Dunque, una vera e propria “trappola” tesa dalla legge del 1985 alla massa dei contribuenti, per lo più disinformatissimi in materia tributaria.

Due dati a sostegno di queste affermazioni:
– mediamente, il 58% dei contribuenti non destina il proprio 8xmille;
– del totale degli  8xmille il 34% è destinato alla Conferenza Episcopale Italiana (CEI) ma diviene l’81% grazie al meccanismo di assegnazione del non destinato (tradotto in termini di euro, 400 milioni diventano un miliardo).

Per capire l’enormità di questa cifra, basti pensare che il tanto deplorato finanziamento pubblico ai partiti raggiunse il suo picco nell’anno in cui giunse a 250 milioni di euro.

Infine, sottolineo il fatto che mentre la Chiesa Valdese (per fare un solo esempio particolarmente virtuoso) destina tutto quanto le proviene dall’8xmille a opere di bene, secondo l’Unione degli Atei e degli Agnostici razionalisti, la Cei impegna il 36% per il sostentamento del clero, il 44% alle cosiddette “esigenze di culto” (in gran parte, costruzione di nuove chiese e gestione del proprio patrimonio), mentre solo l’8,6% del totale va ad opere di carità e ad aiuti al Terzo Mondo.

Se i proventi dell’8xmille rappresentano la quota principale di ciò che lo Stato “regala” alla Chiesa Cattolica, non vanno dimenticate le altre numerose forme di finanziamento diretto Stato-Chiesa. Fra i più noti, i finanziamenti alle scuole private confessionali (in violazione dell’articolo 38 della Costituzione: “Enti e privati hanno il diritto di istituire scuole ed istituti di educazione, senza oneri per lo Stato”) e quelli per i Giubilei (circa 2 miliardi di euro per quello del 2000).

Ma ci sono altri costi, difficili da quantificare e per lo più ignoti all’opinione pubblica, come quelli legati al Fondo Edifici di Culto (FEC), nato a seguito delle leggi che nella seconda metà dell’Ottocento soppressero le proprietà ecclesiastiche, trasferendole allo Stato italiano, che si trova così ad amministrare 360 chiese, fra cui alcune fra le più celebri e fastose, da San Giovanni e Santa Maria del Popolo a Roma, Santa Chiara e San Domenico Maggiore a Napoli e molte altre in tutta Italia.

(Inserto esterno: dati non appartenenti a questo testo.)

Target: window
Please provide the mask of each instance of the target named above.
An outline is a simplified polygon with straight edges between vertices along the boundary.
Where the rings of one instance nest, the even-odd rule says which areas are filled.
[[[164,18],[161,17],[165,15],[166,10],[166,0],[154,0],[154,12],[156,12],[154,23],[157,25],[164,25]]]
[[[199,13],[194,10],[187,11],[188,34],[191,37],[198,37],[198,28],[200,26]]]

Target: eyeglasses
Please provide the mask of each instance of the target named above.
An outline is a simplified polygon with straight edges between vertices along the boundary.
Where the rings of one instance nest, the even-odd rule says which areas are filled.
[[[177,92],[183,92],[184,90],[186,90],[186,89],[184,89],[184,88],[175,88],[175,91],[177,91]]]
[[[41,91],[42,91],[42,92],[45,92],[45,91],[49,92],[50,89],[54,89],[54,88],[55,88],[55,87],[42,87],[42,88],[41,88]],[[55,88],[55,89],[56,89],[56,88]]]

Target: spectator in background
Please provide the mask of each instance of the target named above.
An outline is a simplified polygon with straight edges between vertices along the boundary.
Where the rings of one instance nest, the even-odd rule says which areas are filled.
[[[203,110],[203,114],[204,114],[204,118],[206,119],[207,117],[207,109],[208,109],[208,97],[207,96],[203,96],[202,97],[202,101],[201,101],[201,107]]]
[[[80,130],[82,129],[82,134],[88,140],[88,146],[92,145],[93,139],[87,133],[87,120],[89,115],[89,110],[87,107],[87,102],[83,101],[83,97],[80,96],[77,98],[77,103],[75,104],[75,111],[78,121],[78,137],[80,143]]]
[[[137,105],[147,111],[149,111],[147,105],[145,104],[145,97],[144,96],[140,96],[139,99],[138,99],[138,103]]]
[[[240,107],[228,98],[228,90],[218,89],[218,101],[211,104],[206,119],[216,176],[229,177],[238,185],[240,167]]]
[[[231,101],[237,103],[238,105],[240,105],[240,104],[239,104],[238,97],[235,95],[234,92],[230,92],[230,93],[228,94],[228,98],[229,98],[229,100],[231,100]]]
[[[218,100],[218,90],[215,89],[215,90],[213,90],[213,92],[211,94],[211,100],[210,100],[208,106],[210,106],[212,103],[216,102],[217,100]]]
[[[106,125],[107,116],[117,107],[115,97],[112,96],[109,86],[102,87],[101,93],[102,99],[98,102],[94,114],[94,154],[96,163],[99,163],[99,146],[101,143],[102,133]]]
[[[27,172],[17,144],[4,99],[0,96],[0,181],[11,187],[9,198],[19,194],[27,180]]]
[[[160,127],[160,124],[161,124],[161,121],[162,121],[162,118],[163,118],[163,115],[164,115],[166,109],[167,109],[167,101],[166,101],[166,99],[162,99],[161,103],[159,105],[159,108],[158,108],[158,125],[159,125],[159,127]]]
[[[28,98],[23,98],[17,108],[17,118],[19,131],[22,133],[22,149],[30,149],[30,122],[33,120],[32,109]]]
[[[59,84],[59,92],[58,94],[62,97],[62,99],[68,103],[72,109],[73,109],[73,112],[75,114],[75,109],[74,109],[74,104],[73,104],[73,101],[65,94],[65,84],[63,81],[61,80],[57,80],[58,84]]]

Comprese tutte le opere d’arte presenti nelle chiese. La missione affidata al Fondo è quella di assicurare la tutela, la valorizzazione, la conservazione e il restauro dei beni, poi utilizzati dalla Chiesa Cattolica per  le proprie esigenze di culto. Con un costo per lo Stato di cui non è facile conoscere l’entità. Ma che segnala comunque un’altra anomalia per un Stato che dovrebbe essere laico.